Published On: Ming, Feb 7th, 2016

Polisi Masih Buru Pengunggah Video Porno Soko

TUBAN

MASIH DISELIDIKI : Video porno yang diunggah salah satu pemilik akun di youtube mencatut nama wilayah Tuban

MASIH DISELIDIKI : Video porno yang diunggah salah satu pemilik akun di youtube mencatut nama wilayah Tuban

seputartuban.com – Setelah heboh foto helikopter jatuh, pengguna internet (Netizen) di Kabupaten Tuban digegerkan dengan beredarnya video berhubungan intim di situs youtube. Video tersebut berdurasi 7 menit 51 detik. Namun usai heboh diberitakan, video tersebut tidak lagi dapat diakses karena sudah dihapus oleh pengelola situs karena dianggap melanggar.

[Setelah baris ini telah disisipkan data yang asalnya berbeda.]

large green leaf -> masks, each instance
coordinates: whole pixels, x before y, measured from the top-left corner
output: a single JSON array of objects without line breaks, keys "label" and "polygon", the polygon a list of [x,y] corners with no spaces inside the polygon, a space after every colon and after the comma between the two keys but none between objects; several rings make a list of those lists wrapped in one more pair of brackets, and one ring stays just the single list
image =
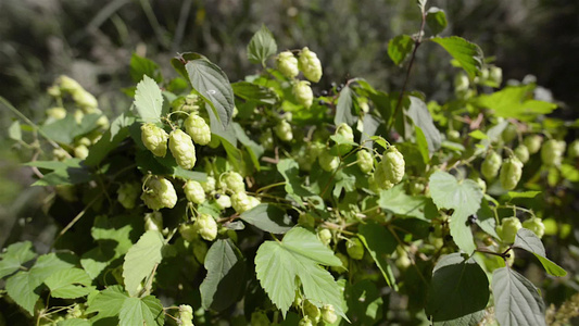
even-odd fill
[{"label": "large green leaf", "polygon": [[451,235],[458,248],[473,253],[476,247],[467,220],[480,208],[483,193],[478,184],[470,179],[458,181],[453,175],[438,171],[430,176],[430,193],[439,209],[454,210]]},{"label": "large green leaf", "polygon": [[465,72],[474,78],[482,67],[482,50],[466,39],[457,36],[435,37],[431,41],[440,45],[452,55]]},{"label": "large green leaf", "polygon": [[7,251],[0,254],[0,278],[16,272],[22,264],[34,260],[35,256],[30,241],[10,244]]},{"label": "large green leaf", "polygon": [[539,290],[525,276],[509,267],[492,273],[494,316],[500,325],[546,325],[545,305]]},{"label": "large green leaf", "polygon": [[489,279],[477,262],[451,253],[432,271],[426,313],[435,322],[456,319],[483,311],[489,297]]},{"label": "large green leaf", "polygon": [[128,250],[123,264],[123,279],[131,297],[139,294],[141,281],[150,277],[155,266],[161,263],[163,244],[161,233],[148,230]]},{"label": "large green leaf", "polygon": [[539,261],[545,268],[546,273],[553,276],[567,275],[567,272],[565,269],[563,269],[561,266],[553,263],[546,258],[546,252],[545,248],[543,247],[543,242],[541,242],[541,239],[539,239],[539,237],[537,237],[537,235],[530,229],[520,228],[517,231],[513,248],[527,250],[528,252],[534,254],[534,256],[539,259]]},{"label": "large green leaf", "polygon": [[281,241],[265,241],[255,255],[257,279],[284,316],[295,297],[298,277],[310,301],[317,306],[331,304],[345,317],[340,287],[319,264],[341,266],[342,263],[314,234],[301,227],[292,228]]},{"label": "large green leaf", "polygon": [[141,120],[146,123],[159,122],[163,114],[163,95],[156,82],[144,75],[137,84],[135,106]]},{"label": "large green leaf", "polygon": [[253,35],[248,45],[249,61],[261,63],[265,66],[267,58],[274,55],[276,52],[277,43],[274,35],[265,25],[262,25],[262,28]]},{"label": "large green leaf", "polygon": [[227,75],[206,59],[191,60],[185,64],[189,80],[199,95],[210,104],[224,128],[234,116],[234,90]]},{"label": "large green leaf", "polygon": [[204,261],[207,276],[199,287],[203,309],[223,311],[237,301],[244,289],[246,263],[229,239],[216,240]]}]

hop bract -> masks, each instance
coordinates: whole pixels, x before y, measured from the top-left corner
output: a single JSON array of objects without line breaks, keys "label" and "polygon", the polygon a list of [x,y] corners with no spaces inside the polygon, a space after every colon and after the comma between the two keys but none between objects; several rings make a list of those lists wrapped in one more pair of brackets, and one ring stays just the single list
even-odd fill
[{"label": "hop bract", "polygon": [[143,124],[141,126],[142,143],[155,156],[165,156],[167,153],[167,133],[154,124]]},{"label": "hop bract", "polygon": [[298,67],[310,82],[317,83],[322,78],[322,63],[317,59],[317,54],[310,51],[307,47],[300,52]]},{"label": "hop bract", "polygon": [[171,131],[168,148],[180,167],[185,170],[193,168],[197,161],[196,147],[189,135],[185,134],[181,129]]}]

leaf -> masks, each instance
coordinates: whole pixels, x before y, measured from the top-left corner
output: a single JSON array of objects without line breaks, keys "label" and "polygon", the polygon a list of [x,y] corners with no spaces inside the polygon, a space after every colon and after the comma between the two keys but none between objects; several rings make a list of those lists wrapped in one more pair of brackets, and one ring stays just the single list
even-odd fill
[{"label": "leaf", "polygon": [[134,103],[144,123],[159,122],[163,114],[163,95],[156,82],[144,75],[137,84]]},{"label": "leaf", "polygon": [[530,229],[520,228],[517,231],[513,248],[523,249],[534,254],[534,256],[539,259],[539,261],[545,268],[546,273],[553,276],[567,275],[567,272],[565,269],[563,269],[559,265],[553,263],[546,258],[546,252],[545,248],[543,247],[543,242],[541,242],[541,239],[539,239],[539,237],[537,237],[537,235]]},{"label": "leaf", "polygon": [[406,110],[406,115],[412,118],[416,126],[420,127],[428,141],[428,150],[435,152],[440,148],[442,138],[437,126],[435,126],[432,116],[423,100],[417,97],[410,97],[410,100],[411,104]]},{"label": "leaf", "polygon": [[227,75],[206,59],[189,61],[185,68],[194,90],[210,104],[222,126],[227,128],[235,109],[234,90]]},{"label": "leaf", "polygon": [[442,9],[430,7],[426,13],[426,24],[433,35],[439,35],[446,28],[449,22],[446,22],[446,14]]},{"label": "leaf", "polygon": [[452,55],[465,70],[470,78],[474,78],[480,72],[482,66],[482,50],[462,37],[435,37],[431,41],[440,45],[449,54]]},{"label": "leaf", "polygon": [[255,255],[257,279],[284,316],[295,297],[298,277],[310,301],[317,306],[331,304],[337,314],[345,317],[340,287],[319,264],[341,266],[341,261],[314,234],[301,227],[292,228],[280,242],[263,242]]},{"label": "leaf", "polygon": [[399,35],[388,42],[388,57],[399,65],[414,48],[414,39],[408,35]]},{"label": "leaf", "polygon": [[274,35],[265,25],[257,30],[248,45],[248,59],[252,63],[261,63],[265,66],[265,61],[277,52],[277,43]]},{"label": "leaf", "polygon": [[546,325],[543,299],[525,276],[509,267],[492,273],[494,316],[500,325]]},{"label": "leaf", "polygon": [[452,321],[483,311],[489,297],[489,280],[479,264],[451,253],[432,271],[426,314],[435,322]]},{"label": "leaf", "polygon": [[50,296],[62,299],[75,299],[87,296],[95,290],[91,279],[80,268],[68,268],[50,275],[45,284],[50,289]]},{"label": "leaf", "polygon": [[161,233],[148,230],[125,255],[123,264],[123,279],[125,288],[131,297],[139,294],[141,281],[151,276],[155,266],[163,259],[161,250],[164,240]]},{"label": "leaf", "polygon": [[356,116],[352,114],[354,101],[355,93],[352,91],[350,86],[342,88],[340,91],[340,97],[338,98],[338,105],[336,106],[336,115],[333,116],[333,123],[337,126],[341,123],[345,123],[349,126],[352,126],[356,123]]},{"label": "leaf", "polygon": [[10,244],[5,252],[0,254],[0,278],[16,272],[22,264],[36,258],[33,242],[22,241]]},{"label": "leaf", "polygon": [[259,229],[277,235],[285,234],[293,227],[291,217],[286,211],[269,203],[261,203],[241,213],[239,217]]},{"label": "leaf", "polygon": [[398,291],[392,268],[387,261],[387,258],[397,250],[398,242],[394,236],[378,223],[368,221],[360,225],[358,237],[376,262],[388,286]]},{"label": "leaf", "polygon": [[246,263],[229,239],[213,242],[204,261],[207,275],[199,287],[203,309],[223,311],[237,301],[246,288]]},{"label": "leaf", "polygon": [[118,312],[119,325],[163,325],[163,304],[153,296],[126,298]]},{"label": "leaf", "polygon": [[478,184],[470,179],[457,181],[451,174],[438,171],[430,176],[430,193],[439,210],[454,210],[450,223],[451,236],[458,248],[473,253],[476,247],[466,223],[468,216],[480,208],[483,193]]}]

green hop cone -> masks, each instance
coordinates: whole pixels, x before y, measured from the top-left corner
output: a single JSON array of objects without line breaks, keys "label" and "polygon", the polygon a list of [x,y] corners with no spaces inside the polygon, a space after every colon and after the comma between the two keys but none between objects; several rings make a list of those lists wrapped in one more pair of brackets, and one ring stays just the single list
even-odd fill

Video tersebut berdurasi 7 menit 51 detik. Isinya pria dan wanita sedang berhubungan intim di sebuah kamar. Nampak perekamnya adalah wanita dalam video itu dengan menggunakan kamera ponselnya. Pengunggah video tersebut Nazik Alnahilla pada tanggal 04 Pebruari 2016.

HILANG : Video porno telah dihapus pengelola youtube, Sabtu (6/2/2016) malam

HILANG : Video porno telah dihapus pengelola youtube, Sabtu (6/2/2016) malam

Dalam video berjudul “udin suko tuban” itu sebagai pengunggah dengan nama akun  dengan nama akun Nazik Alnahilla. Namun setelah ramai diberitakan, video tersebut sudah dihapus dari saluran publikasi di akun youtube-nya. Bahkan saat Sabtu (6/2/2016) malam video tersebut sudah dihapus dari situs. Diketahui akun itu tidak memiliki banyak koleksi, hanya 5 video yang diunggah.

Kapolres Tuban, AKBP Guruh Arif Darmawan mengatakan bahwa pihaknya masih melakukan penyelidikan atas video itu, untuk mengungkap kebenaranya maupun pelakunya. “Akan kita lakukan lidik untuk mengungkap kebenaranya. Jangan sampai seperti heboh kemarin yang katanya anak SMP Tuban ternyata bukan dari daerah kita,” terangnya. Sabtu, (6/2/2016) sore.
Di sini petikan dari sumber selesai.